Thursday, July 14, 2016

SNRE Profile: John Yarie to retire Aug. 31

After 38 years with the University of Alaska Fairbanks, John Yarie will begin a phased retirement on Aug. 31.

The SNRE silviculture professor plans to continue working half time for nine months, to further his research and teach one forestry class a semester. Yarie also has several papers he’d like to write on the results of his forest research, and he is part of a team that is applying for a National Science Foundation grant to study the carbon dynamics and regrowth of forested areas that have burned more than once in the past 50 years. The grant will require fieldwork during the summer of 2018.

When that’s over, he’s definitely retiring, he said.

Yarie, who grew up in a Cleveland suburb, said he was a typical undergraduate, changing his mind and colleges multiple times before settling on forestry as a major. Other possibilities included math and PE instruction. He ended up earning a doctorate, he said, because the job market was dismal each time he earned another degree.

After submitting his dissertation to his University of British Columbia committee for review, he went on a six-week road trip to Alaska in 1977. He had worked a summer in a Thorne Bay logging camp as a college student, and he wanted to see more of the state and check out the job market.

UAF had no openings for research foresters, but as a result of talking with several folks on campus (Keith Van Cleve and Ted Dyrness), Yarie was offered a research position to work cooperatively with the U.S. Forest Service inventory and analysis folks in the Porcupine region. Following the inventory work, he received funding from the Department of Energy to research woody crops like poplars and willows in the Palmer, Bonanza Creek and Caribou/Poker Creek areas. By 1983, he had become an assistant professor of forest ecology and silviculture at UAF. Silviculture is the science of managing forests for desired outcomes.

John Yarie cooks hamburgers for the SNRE back-to-school barbecue.
Over the years, he has taught undergraduate classes in natural resources measurements, forest ecology and silviculture. He became the first instructor for the school’s GIS class, in 1992, and he worked with the university and Legislature to buy the necessary equipment for a lab and to hire a GIS expert (Dave Verbyla). He has also taught the graduate seminar and graduate courses in research methods and forest ecosystem sciences.

Yarie has enjoyed teaching but his primary focus has been research, particularly studying the effects of changing environmental conditions on forest ecosystems and successional processes following forest fires. He has worked on several long-term projects. A 25-year project that ended recently looked at the effect of drought on forests, using rain exclusion platforms and removing snowpack in the spring.

He is also studying the decomposition of all types of wood in several plots to determine how carbon is released. He recently completed the first 20 years of what is planned as a 100-year study.

Yarie has had a leadership role in the school and served as department head for the former Forest Sciences Department for a dozen years. He has also been an enthusiastic participant in the annual lumberjack competition, the SNRE Forest Fest. His specialty is being the timekeeper for the log-rolling competition.

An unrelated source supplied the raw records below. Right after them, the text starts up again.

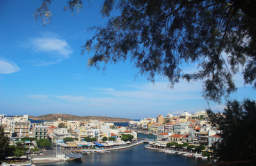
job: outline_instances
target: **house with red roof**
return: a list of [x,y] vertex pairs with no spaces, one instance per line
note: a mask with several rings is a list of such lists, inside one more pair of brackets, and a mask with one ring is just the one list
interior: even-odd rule
[[182,141],[183,137],[184,135],[175,133],[169,136],[169,140],[174,142]]
[[169,134],[168,133],[161,133],[157,134],[157,139],[158,140],[168,140]]
[[221,136],[219,134],[215,134],[210,136],[208,138],[208,146],[211,147],[215,142],[221,142],[222,140]]
[[122,133],[125,131],[127,130],[127,128],[125,127],[118,126],[118,132]]
[[126,130],[124,132],[122,132],[121,134],[131,134],[134,136],[134,140],[137,139],[137,133],[134,131]]

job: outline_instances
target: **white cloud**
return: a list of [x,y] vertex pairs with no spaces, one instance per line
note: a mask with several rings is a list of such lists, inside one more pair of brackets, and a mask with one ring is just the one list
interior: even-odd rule
[[72,53],[70,45],[65,39],[59,39],[51,34],[47,34],[42,37],[31,39],[30,45],[36,51],[57,53],[63,59],[69,58]]
[[74,96],[74,95],[29,95],[29,98],[33,99],[38,99],[40,100],[45,101],[50,100],[51,99],[61,99],[65,101],[71,102],[83,102],[86,100],[86,98],[84,96]]
[[15,63],[0,59],[0,74],[10,74],[19,71]]
[[200,84],[187,84],[183,82],[177,84],[174,89],[168,88],[168,82],[156,82],[139,84],[136,86],[127,85],[132,90],[118,91],[114,89],[97,89],[99,93],[118,98],[128,98],[147,100],[188,100],[201,99]]
[[74,95],[55,95],[53,96],[58,99],[61,99],[63,100],[72,102],[83,102],[86,100],[86,98],[84,96],[74,96]]

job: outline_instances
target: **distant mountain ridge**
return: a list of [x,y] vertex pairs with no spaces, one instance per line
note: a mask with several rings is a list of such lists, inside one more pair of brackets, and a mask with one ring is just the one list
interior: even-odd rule
[[98,120],[99,121],[104,121],[106,122],[128,122],[131,120],[121,118],[113,118],[107,116],[78,116],[70,114],[46,114],[39,116],[29,116],[29,119],[41,120],[56,120],[61,118],[62,120],[79,120],[88,121],[90,120]]

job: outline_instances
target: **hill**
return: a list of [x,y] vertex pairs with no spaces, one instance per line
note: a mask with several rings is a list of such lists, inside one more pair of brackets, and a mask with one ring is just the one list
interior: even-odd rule
[[29,118],[33,120],[56,120],[58,118],[61,118],[63,120],[79,120],[79,121],[88,121],[90,120],[98,120],[99,121],[104,121],[106,122],[128,122],[131,121],[130,119],[121,118],[113,118],[107,116],[78,116],[70,114],[46,114],[39,116],[29,116]]

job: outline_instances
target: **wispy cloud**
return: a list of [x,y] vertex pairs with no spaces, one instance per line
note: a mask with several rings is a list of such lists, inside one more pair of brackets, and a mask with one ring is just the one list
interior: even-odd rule
[[37,51],[56,53],[65,59],[69,58],[72,52],[65,39],[56,37],[32,38],[31,44]]
[[13,62],[0,59],[0,74],[10,74],[20,70]]
[[[35,52],[29,62],[35,66],[49,66],[58,64],[70,58],[73,50],[68,42],[59,35],[42,33],[38,37],[29,37],[22,46]],[[36,55],[40,55],[39,56]],[[35,58],[36,58],[35,59]]]
[[74,95],[30,95],[29,98],[38,99],[41,101],[51,100],[51,99],[60,99],[62,100],[71,102],[79,102],[85,101],[86,98],[84,96],[74,96]]
[[143,83],[127,85],[132,90],[118,91],[113,88],[97,89],[99,93],[114,97],[141,98],[147,100],[189,100],[201,99],[200,93],[202,86],[200,83],[188,84],[181,82],[173,89],[169,88],[168,82]]

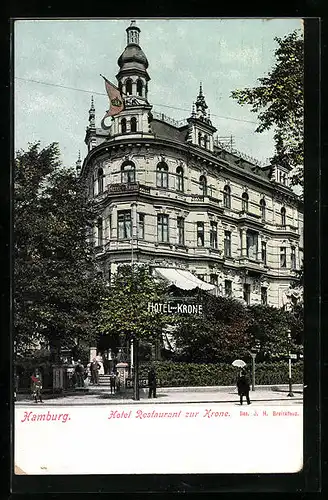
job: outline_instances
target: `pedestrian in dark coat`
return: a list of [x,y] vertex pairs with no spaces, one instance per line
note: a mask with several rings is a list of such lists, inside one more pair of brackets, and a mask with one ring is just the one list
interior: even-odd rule
[[112,371],[112,373],[110,374],[110,377],[109,377],[109,381],[110,381],[110,393],[111,394],[115,394],[115,390],[116,390],[116,374],[114,371]]
[[37,403],[39,399],[40,403],[43,403],[41,396],[42,375],[38,368],[36,368],[31,375],[31,391],[32,391],[32,396],[34,397],[34,401]]
[[249,390],[250,390],[250,385],[249,381],[246,376],[246,372],[243,370],[237,380],[237,389],[238,389],[238,395],[240,397],[240,404],[243,404],[243,397],[246,397],[247,404],[250,405],[250,399],[249,399]]
[[91,370],[91,381],[94,385],[99,385],[99,368],[100,365],[96,358],[93,358],[92,363],[90,365]]
[[157,385],[157,380],[156,380],[155,368],[151,367],[151,369],[148,372],[149,398],[151,398],[152,396],[156,398],[156,385]]

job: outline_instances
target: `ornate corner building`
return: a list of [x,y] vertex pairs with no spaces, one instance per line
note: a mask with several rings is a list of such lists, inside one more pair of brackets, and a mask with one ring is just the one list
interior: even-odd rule
[[95,125],[77,172],[99,217],[90,239],[110,279],[121,263],[190,271],[221,295],[285,304],[303,259],[302,203],[286,167],[260,167],[215,137],[202,86],[190,117],[152,112],[148,60],[132,21],[116,75],[124,110]]

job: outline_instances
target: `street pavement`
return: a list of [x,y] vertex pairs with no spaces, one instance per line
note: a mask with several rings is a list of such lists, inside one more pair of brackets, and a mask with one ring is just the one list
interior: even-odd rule
[[[303,403],[303,386],[293,387],[293,397],[288,396],[288,386],[257,386],[250,391],[250,400],[255,405],[300,405]],[[88,392],[74,392],[62,395],[45,394],[47,406],[89,406],[122,404],[174,404],[174,403],[222,403],[239,404],[239,396],[234,386],[229,387],[179,387],[158,388],[156,399],[148,399],[147,389],[140,389],[140,400],[133,400],[131,390],[110,394],[104,386],[92,387]],[[246,405],[246,402],[244,403]],[[18,394],[15,406],[41,406],[29,394]]]

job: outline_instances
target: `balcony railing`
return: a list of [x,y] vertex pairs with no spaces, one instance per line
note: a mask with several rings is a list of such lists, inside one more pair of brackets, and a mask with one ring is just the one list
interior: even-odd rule
[[110,194],[114,193],[150,193],[150,186],[140,184],[140,182],[127,182],[118,184],[109,184],[107,191]]

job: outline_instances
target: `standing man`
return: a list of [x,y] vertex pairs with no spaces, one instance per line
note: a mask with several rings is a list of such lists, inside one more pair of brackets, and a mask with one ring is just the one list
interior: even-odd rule
[[238,394],[240,397],[240,404],[243,404],[243,397],[246,397],[247,404],[250,405],[250,399],[249,399],[249,390],[250,390],[250,385],[249,381],[246,377],[246,372],[244,370],[241,371],[238,380],[237,380],[237,389],[238,389]]
[[42,375],[41,375],[41,372],[39,371],[38,368],[36,368],[31,375],[31,391],[32,391],[32,396],[34,397],[35,402],[37,403],[38,399],[39,399],[40,403],[43,403],[42,397],[41,397]]
[[156,372],[155,368],[152,366],[148,372],[148,386],[149,386],[148,398],[151,398],[152,396],[156,398],[156,385],[157,385]]
[[91,369],[91,380],[94,385],[99,385],[99,368],[100,365],[96,358],[93,358],[90,369]]

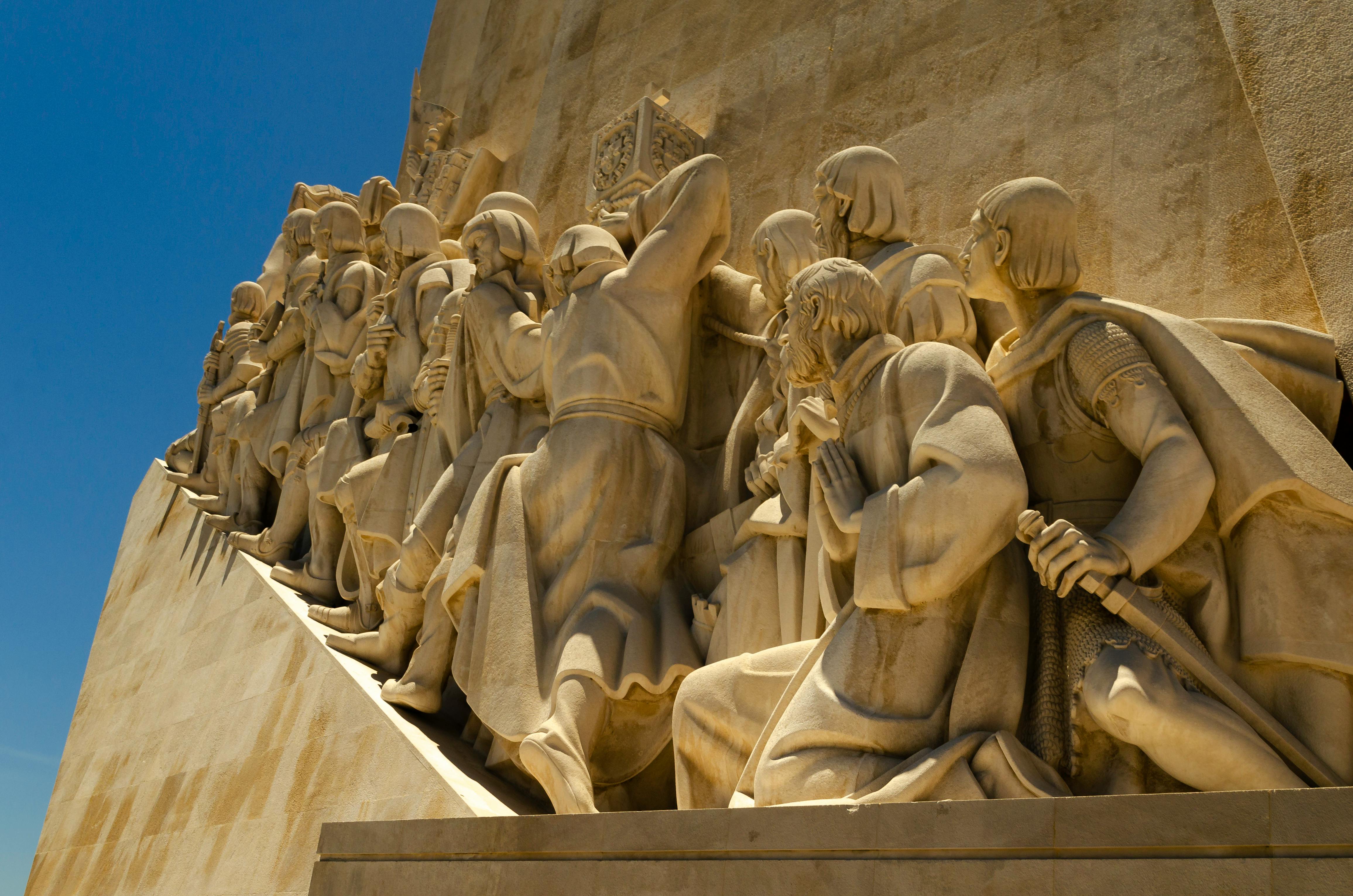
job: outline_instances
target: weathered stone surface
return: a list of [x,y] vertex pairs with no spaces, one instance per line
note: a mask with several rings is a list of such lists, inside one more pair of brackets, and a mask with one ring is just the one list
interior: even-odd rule
[[306,892],[325,822],[532,811],[175,493],[133,499],[30,896]]
[[1353,788],[326,824],[311,896],[1346,892]]

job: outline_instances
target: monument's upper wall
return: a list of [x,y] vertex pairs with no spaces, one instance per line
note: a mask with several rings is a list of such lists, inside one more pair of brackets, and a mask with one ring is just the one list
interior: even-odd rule
[[594,131],[667,88],[729,165],[743,269],[820,161],[873,143],[908,175],[913,240],[962,244],[984,191],[1042,175],[1077,199],[1086,288],[1325,329],[1210,3],[444,1],[422,88],[506,161],[545,245],[583,219]]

Retirement plans include woodworking projects and travel to places he has wanted to go, including Chile’s Easter Island. Yarie also expects to spend more time on the slopes of Western downhill ski resorts and with his daughters, who live in Portland, Oregon, and Virginia.

He is the thankful for his time at UAF. “I think I have had a really enjoyable career surrounded by good colleagues,” he said, including Keith Van Cleve, Glenn Juday and John Fox, who have already retired.